Tyre life a focus for Mostert

Chaz Mostert. Picture: Ross Gibb Photography

Chaz Mostert. Picture: Ross Gibb Photography

Chaz Mostert admits his crew has “work to do” in order to improve the tyre life on his Mobil 1 Optus Mustang.

The Walkinshaw Andretti United driver officially leads the Repco Supercars Championship after being classified second in both races at the Thrifty Newcastle 500, although Triple Eight Race Engineering’s outstanding appeal could yet change that.

It was Triple Eight’s Shane van Gisbergen who denied Mostert a win on the track in Race 2 at the Newcastle East Street Circuit, running down Car #25 and making the pass with less than five laps to go.

The three-time champion had resumed his final stint nine seconds in arrears, but needed only 15 laps to overcome that deficit.

“They were good tyres, every stint was good tyres,” said Mostert.

“My car just really lacks the early throttle pick-up and that’s where I hurt the tyre a lot.

“I’m good for 20 laps; last 10 laps after that, it’s a bit of a battle. So, once it starts to really hurt the tyre then the braking starts to struggle and stuff like.

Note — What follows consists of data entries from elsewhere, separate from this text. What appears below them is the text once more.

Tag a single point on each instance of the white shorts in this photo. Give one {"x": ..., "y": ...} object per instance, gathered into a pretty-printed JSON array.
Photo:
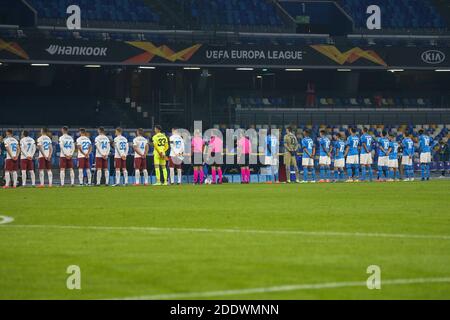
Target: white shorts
[
  {"x": 366, "y": 159},
  {"x": 425, "y": 157},
  {"x": 339, "y": 163},
  {"x": 307, "y": 162},
  {"x": 353, "y": 159},
  {"x": 324, "y": 160},
  {"x": 406, "y": 161},
  {"x": 393, "y": 163},
  {"x": 383, "y": 161}
]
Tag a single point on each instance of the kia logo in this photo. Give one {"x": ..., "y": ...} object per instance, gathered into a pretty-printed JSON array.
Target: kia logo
[{"x": 433, "y": 57}]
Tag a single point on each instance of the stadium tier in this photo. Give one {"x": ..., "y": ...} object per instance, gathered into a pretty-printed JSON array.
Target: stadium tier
[
  {"x": 400, "y": 14},
  {"x": 124, "y": 13}
]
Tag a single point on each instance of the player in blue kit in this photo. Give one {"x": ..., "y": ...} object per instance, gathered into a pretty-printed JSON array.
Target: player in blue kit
[
  {"x": 309, "y": 151},
  {"x": 366, "y": 155},
  {"x": 324, "y": 157},
  {"x": 352, "y": 155},
  {"x": 383, "y": 158},
  {"x": 407, "y": 158},
  {"x": 425, "y": 143},
  {"x": 339, "y": 158},
  {"x": 393, "y": 158}
]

“So, we’ve definitely got some work to do.

“I felt like [in Race 1] we had okay tyre life but it was similar settings for a race car and we struggled a bit more, but obviously had a bit more cleaner track [in Race 2], was pushing a bit harder, and those bigger cliffs were coming.

“We’ve got some good data, we’ll go through it, but it’s part of the challenge. It’s enjoyable.

“When you’re working with your engineer and you’re putting bolts in different holes, it’s back to old school.

“You don’t have simulation or anything like that. It’s go out and give the best feedback you can and hopefully you see something on the data, so it’s a bit of a beast.”

While van Gisbergen had the advantage of taking his latter pit stop 12 laps later, he had, of course, only earned that advantage through careful management of his rubber in his first two stints, a point noted by Mostert.

By the time Car #97 had caught #25, a pass seemed inevitable, although it did transpire with contact in the braking zone at Turn 9 when the WAU pilot moved across to try and take the race line for the corner.

He admitted to “red mist” when he returned serve with a nudge at the next braking zone, two corners later, but admitted that the contest was over by then.

“How he drove that race, and being able to make those tyres live on that car in the second stint, getting the times from what he was doing still in that car was super-impressive,” said Mostert of SVG.

“I left it all out there, tried my hardest to make mine live, but the last 10 laps in each stint, I would just hit a cliff in deg.

“So, tried my hardest to hang on, I didn’t see if Shane had overlap at that point or not, but I was just trying to get as much momentum as I can.

“Obviously there was the smallest amount and we touched and I ran wide, and then I just a little bit of red mist.

“I let him know down at the hairpin that I could bump too but I was never going to get him back; he had plenty more tyre than what I did.”